An algebraic theory based on tensor products for modeling multistage interconnection networks is presented. This algebraic theory is suitable for mapping numerical algorithms on various network-based architectures. The tensor product representations of the baseline network and the omega network are described. Properties of multistage interconnection networks, such as network partitioning, topological equivalence, and functional equivalence are specified and verified. A mapping of the matrix transposition algorithm on a specific network using the tensor product notation is presented.

Keywords: Tensor Product, Multistage Interconnection Network, Partitionability, Topological Equivalence, Functional Equivalence, Algorithm Mapping.


TR3-1992 Technical Documentation for The Integrated Chameleon Architecture by S.A. Mamrak, C.S. O'Connell, and J. Barnes.

THIS IS NO LONGER AVAILABLE. IT has been superseded by a book which is available from Prentice-Hall. "The Integrated Chameleon Architecture: Translating Electronic Documents with Style." Sandra Mamrak, Conleth S. O'Connell, and Julie Barnes. ISBN 0-13-056418-4


TR02 A More Efficient Message-Optimal Algorithm for Distributed Termination Detection by Ten-Hwang Lai, Yu-Chee Tseng, and Xuefeng Dong.

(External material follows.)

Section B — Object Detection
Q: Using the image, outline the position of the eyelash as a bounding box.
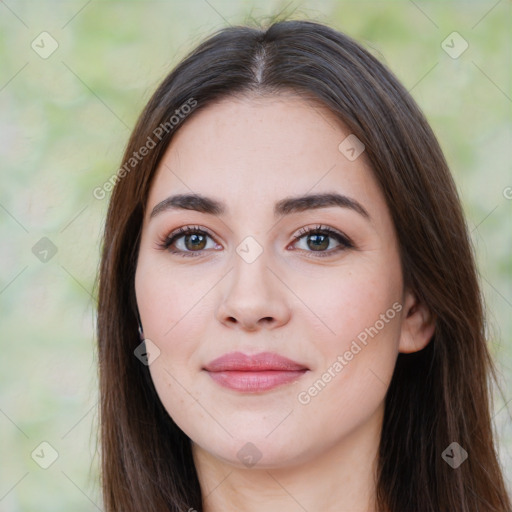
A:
[157,224,354,258]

Termination detection is a fundamental problem in distributed computing. Many algorithms have been proposed, but only the Chandrasekaran and and Venkatesan (CV) algorithm (1) is known to be optimal in worst-case message complexity. This optimal algorithm, however, has several undesirable properties. First, it always requires M' + 2*|E| + n - 1 control messages, whether it is worst case or best case, where M' is the number of basic messages issued by the underlying computation after the algorithm starts, |E| is the number of channels in the system, and n is the number of processes. Second, its worst-case detection delay is O(M'). In a message-intensive computation, that might not be tolerable. Third, the maximum amount of space needed by each process is O(M'), a quantity not known at compile time, making it necessary to use the more expensive dynamic memory allocation. Last, it works only for FIFO channels.

The purpose of this paper is to remedy these drawbacks, while keeping its strength. We propose an algorithm that requries M' + 2(n-1) control messages in the worst case, but much fewer on the average, and in the best case, it uses only 2(n - 1) control messages, no matter how large M' is. The worst-case detection delay is O(n), as compared to the CV-algorithm's O(M'); and the space complexity is Theta(n) for each process, a compile-time known quantity. The algorithm works equally well for both FIFO and Non-FIFO channels.

Index terms: Distributed systems, termination detection, algorithms, message complexity.


TR1-1992 Passive Space and Time View of Computing by M. Ahuja, T. Carlson, and A. Gahlot. PAPER COPY ONLY

We point out two problems with viewing a process as a totally ordered set of events: First the loss of all information about potential intra-process parallelism. Second, the need to view a distributed computation as a partially ordered set of events, resulting in a major shift in the reasoning framework which makes distributed computing seem very different from and more difficult than sequential computing. We argue that it is more natural to view both a distributed and a sequential computation as a partially ordered set of events. Doing so leads to a view, called passive-space and time, which we propose in this paper. In the proposed view, a point in space is a passive entity which does not order events that occur at it, and the order is determined by the interaction among the events.

We define a relation, "Affects", between pairs of events, which captures the partial order on events in the passive-space and time view. We define a mechanism for timestamping events such that the "Affects" relation, and so potential concurrency, between events can be inferred from their timestamps. We also give a timestamping mechanism such that potential concurrency can be inferred partially; the extent of such inferring depends on the costs associated with the mechanism. Inferring potential concurrency can be used for debugging. We compare the proposed view with other views by comparing the timestamping mechanisms.

Key Words:logical clocks, timestamps, event ordering, event causality, debugging and inferring causality, space time view, interleaving view.